Most readers of Themelios will be aware that the word “perfectionism” is commonly attached in theological circles to one subset of the Wesleyan tradition. As far as I can tell, the numbers who defend such perfectionism today are rather depleted.
So begins an editorial by D.A. Carson on Perfectionism. The perfectionism that he is referencing in these, his opening sentences, is also called “entire sanctification” whereby a person who is saved by God can attain true, sinless perfection in their lives by their own will and God’s enabling grace. This is simply false – there is no perfection this side of the veil of death. We get glimpses of true perfection in the work of Christ revealed to us in scripture. Similarly, we see the shadows of it in our own lives while the Holy Spirit does His work in us by progressively striping off the layers of our sinful passions and idols like a huge rotting onion to enable us to do the work that God has placed before us. Perfection in this life? No way. Perfection in the glory with Christ? Guaranteed!
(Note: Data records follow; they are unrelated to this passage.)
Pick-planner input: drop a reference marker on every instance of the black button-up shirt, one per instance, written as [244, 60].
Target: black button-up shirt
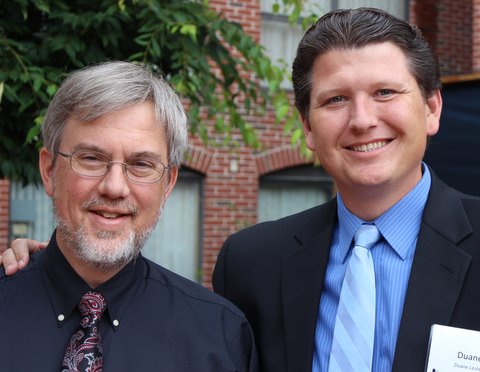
[155, 320]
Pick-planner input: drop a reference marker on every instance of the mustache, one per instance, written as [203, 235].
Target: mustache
[118, 204]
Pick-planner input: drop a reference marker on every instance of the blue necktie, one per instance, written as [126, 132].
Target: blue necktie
[353, 335]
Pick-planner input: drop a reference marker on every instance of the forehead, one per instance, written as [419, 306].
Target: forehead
[132, 129]
[374, 61]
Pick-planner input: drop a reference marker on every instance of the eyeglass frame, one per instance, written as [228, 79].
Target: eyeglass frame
[109, 164]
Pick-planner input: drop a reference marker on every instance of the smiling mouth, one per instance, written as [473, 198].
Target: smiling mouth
[110, 215]
[369, 146]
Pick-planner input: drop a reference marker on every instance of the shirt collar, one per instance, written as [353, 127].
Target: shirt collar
[399, 225]
[65, 287]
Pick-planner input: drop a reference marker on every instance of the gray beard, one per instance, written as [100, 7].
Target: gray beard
[105, 251]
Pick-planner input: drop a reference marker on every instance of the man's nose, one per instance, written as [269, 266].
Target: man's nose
[363, 114]
[115, 183]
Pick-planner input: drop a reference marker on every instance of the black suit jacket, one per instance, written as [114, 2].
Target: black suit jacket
[275, 271]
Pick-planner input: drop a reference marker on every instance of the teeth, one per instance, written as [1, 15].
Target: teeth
[369, 147]
[110, 215]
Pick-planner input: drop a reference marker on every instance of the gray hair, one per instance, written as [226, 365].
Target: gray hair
[111, 86]
[357, 28]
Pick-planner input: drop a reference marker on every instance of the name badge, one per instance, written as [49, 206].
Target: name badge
[453, 350]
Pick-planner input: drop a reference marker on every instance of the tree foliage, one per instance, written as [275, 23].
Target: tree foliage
[187, 42]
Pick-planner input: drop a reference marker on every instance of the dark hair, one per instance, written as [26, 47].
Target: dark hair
[356, 28]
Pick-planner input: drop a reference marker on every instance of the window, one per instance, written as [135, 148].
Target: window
[292, 190]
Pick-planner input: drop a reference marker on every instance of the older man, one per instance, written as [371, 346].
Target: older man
[114, 137]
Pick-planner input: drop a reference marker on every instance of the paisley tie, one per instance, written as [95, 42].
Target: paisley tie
[84, 351]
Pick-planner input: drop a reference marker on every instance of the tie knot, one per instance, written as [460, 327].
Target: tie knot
[92, 304]
[366, 236]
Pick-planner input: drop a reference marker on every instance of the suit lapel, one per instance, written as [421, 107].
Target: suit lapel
[438, 271]
[302, 282]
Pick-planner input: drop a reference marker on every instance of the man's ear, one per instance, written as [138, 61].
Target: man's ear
[307, 130]
[434, 110]
[45, 160]
[172, 180]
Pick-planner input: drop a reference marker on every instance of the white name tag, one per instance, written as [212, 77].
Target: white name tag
[453, 350]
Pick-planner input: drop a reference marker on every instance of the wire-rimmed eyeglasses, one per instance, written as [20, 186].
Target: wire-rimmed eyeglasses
[139, 169]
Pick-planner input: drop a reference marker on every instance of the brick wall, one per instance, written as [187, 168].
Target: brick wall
[448, 26]
[4, 212]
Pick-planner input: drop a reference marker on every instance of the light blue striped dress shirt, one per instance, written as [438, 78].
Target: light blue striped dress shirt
[392, 257]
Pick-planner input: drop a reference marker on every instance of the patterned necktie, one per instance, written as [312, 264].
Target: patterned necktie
[353, 336]
[84, 351]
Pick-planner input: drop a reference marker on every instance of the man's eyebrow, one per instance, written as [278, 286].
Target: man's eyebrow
[89, 147]
[139, 154]
[146, 154]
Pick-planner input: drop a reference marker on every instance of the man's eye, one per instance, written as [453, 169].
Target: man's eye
[385, 92]
[90, 157]
[142, 164]
[336, 99]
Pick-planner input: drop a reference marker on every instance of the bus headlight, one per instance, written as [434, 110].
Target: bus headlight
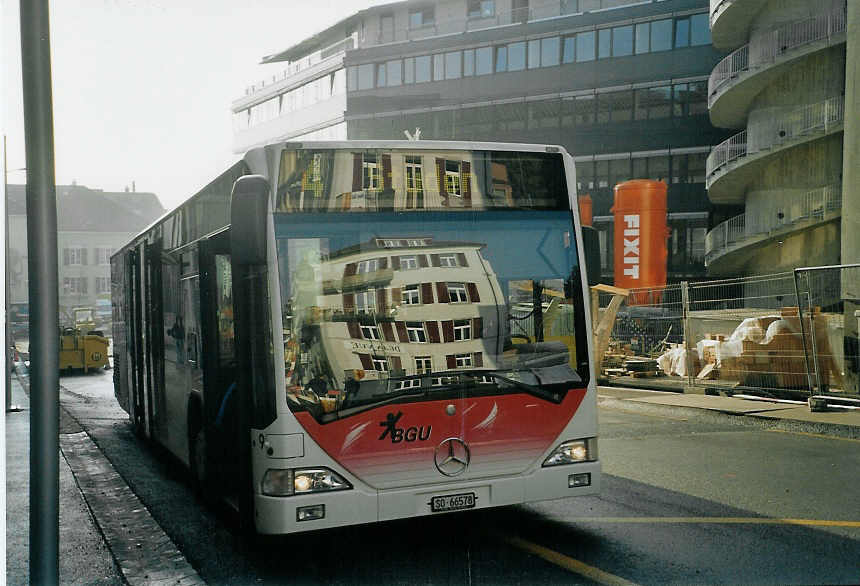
[571, 452]
[277, 482]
But how do we deal with the knowledge of our sins that our conversion produced within us and the acknowledgement that we’ll never be wholly sanctified until we reach Heaven? As I’ve often told others, each willful sin that we commit is another layer of flesh torn from our beloved Savior or another stripe added to His sensitive and hanging flesh as the Roman Soldier releases all of his energy on the bone and glass embedded leather straps of the flagellum. Each sin that we knowingly run toward, despite our conscience screaming at us to turn away wrath or lustful desires, is another agonizing breath that Jesus must struggle toward, bearing His weight on bare bone and torn flesh to lift Himself – opening recently closed wounds and exposing them to the air again, before finally breathing His last. How can we, as Christians, not seek perfectionism in our daily lives, and how can we not be flattened in horrid understanding as we realize that our fleeting moment of pleasures in our sins have now brought Jesus more agony and torture in our stead? It’s with this understanding that Carson’s quote ties me directly to his editorial:
Precisely because their consciences are sensitive, they are often ashamed by their own failures—the secret resentment that slips in, the unguarded word, the wandering eye, the pride of life, the self-focus that really does preclude loving one’s neighbor as oneself. To other believers who watch them, they are among the most intense, disciplined, and holy believers we know; to themselves, they are virulent failures, inconsistent followers, mere Peters who regularly betray their Master and weep bitterly.
D.A. Carson then, as usual, unpacks the thought process beautifully that leads to this understanding, then provides information that, while not entirely comforting to those who understand this mentality so dearly, at least reminds us that it was for this that the cross bore God on that Friday afternoon. The article, while not bringing total comfort, reminds me that God’s grace has already covered my sins and that, while horrid and disgusting to myself and God, it is in light of these things that God chose to save me. That He stepped into time and placed Himself in the breach to take the full punishment for my sins so that God would be glorified in His righteous judgment and so that all eyes would turn to Him and acknowledge His kindness and mercy.
May I seek perfection in this light, and may God continue to lift me out of my despair over my personal sins so that I may glorify Him while I still draw breath.